Location
- Country: United States
- State: Virginia
- County: Sussex Dinwiddie

Physical characteristics
- Source: Confluence of Butterwood Creek and White Oak Creek
- • location: about 1/2 mile SW of Center Star, Virginia
- • coordinates: 37°05′06″N 77°39′46″W﻿ / ﻿37.08500°N 77.66278°W
- • elevation: about 172 feet amsl
- Mouth: Confluence of Stony Creek and the Nottoway River
- • location: Stony Creek, Virginia
- • coordinates: 36°56′51″N 77°22′50″W﻿ / ﻿36.94750°N 77.38056°W
- • elevation: about 60 feet amsl
- Length: 21 miles/34 kilometers from the confluence of Butterwood Creek and White Oak Creek

Basin features
- Progression: southeast
- River system: Nottoway River
- • left: White Oak Creek Seat Island Branch Chamberlains Bed
- • right: Butterwood Creek Rocky Run Creek Hawkins Run Mortar Branch Black Branch Sappony Creek
- Waterbodies: Richardsons Pond
- Bridges: Dinwiddie County 645 Dinwiddie County 647 US 1 I-85 Dinwiddie County 619 Dinwiddie County 609 Dinwiddie County 609 Dinwiddie County 670 Dinwiddie County 680 Sussex County 618 US 301 I-95

= Stony Creek (Virginia) =

Stony Creek is a 21 mi tributary of the Nottoway River in southeastern Virginia of the United States.
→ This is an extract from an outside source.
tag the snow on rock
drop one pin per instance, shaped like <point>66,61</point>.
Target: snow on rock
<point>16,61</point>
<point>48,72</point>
The creek is formed by the confluence of Butterwood Creek and White Oak Creek in Dinwiddie County, Virginia.

==Course==

Stony Creek flows east then south from the Butterwood-White Oak Creek confluence west of the town of Dinwiddie, Virginia. It flows east again south of the town. Both US 1 and I-85 have bridges over it.

Stony Creek flows east and south, where it picks up a large tributary, Sappony Creek, just north of VA 40. From here it flows a short distance east through Stony Creek, Virginia to a confluence with the Nottoway River.

==Sources==
Stony Creek is formed at the confluence of Butterwood Creek and White Oak Creek in Dinwiddie County, Virginia. Butterwood Creek is actually longer than Stony Creek at 25 miles in length and arises near Wellville, Virginia at an elevation of nearly 400 feet amsl. Butterwood Creek then flows east through swampy areas to join White Oak Creek. White Oak Creek also arises at about 400 feet amsl and about a 1/2 mile east of Butterwood Creek near Wilsons, Virginia. White Oak Creek then flows east to Colemans Lake and then takes a bend south to join Butterwood Creek.

==Watershed==
The watershed of Stony Creek is punctuated by swampy areas and narrow floodplains. It starts in the Piedmont of Virginia and flows east and south through a small gorge to the Coastal Plain southeast of Dinwiddie, Virginia. Once in the Coastal Plain it widens out and acquires a wide floodplain with fringing swamps.

==River Modifications==
Stony Creek does not have any named impoundments directly on its course. However, a number of its tributaries contain impoundments. These include Twin Lakes on Butterwood Creek, Winfields Millpond and Spiers Pond on Sappony Creek and Richardsons Pond on an unnamed tributary. Stony Creek flows under eleven bridges from the Butterwood-White Oak Creek confluence to the Nottoway River.

==Geology==
Stony Creek flows from the Piedmont to the Coastal Plain of Virginia. The forming confluence is at the edge of mafic and felsic rocks metavolcanic rocks and the Petersburg Granite. Petersburg Granite underlies most of the course and once in the Coastal Plain, it flows a short distance through the Windsor Formation and then through alluvium to the Nottoway River.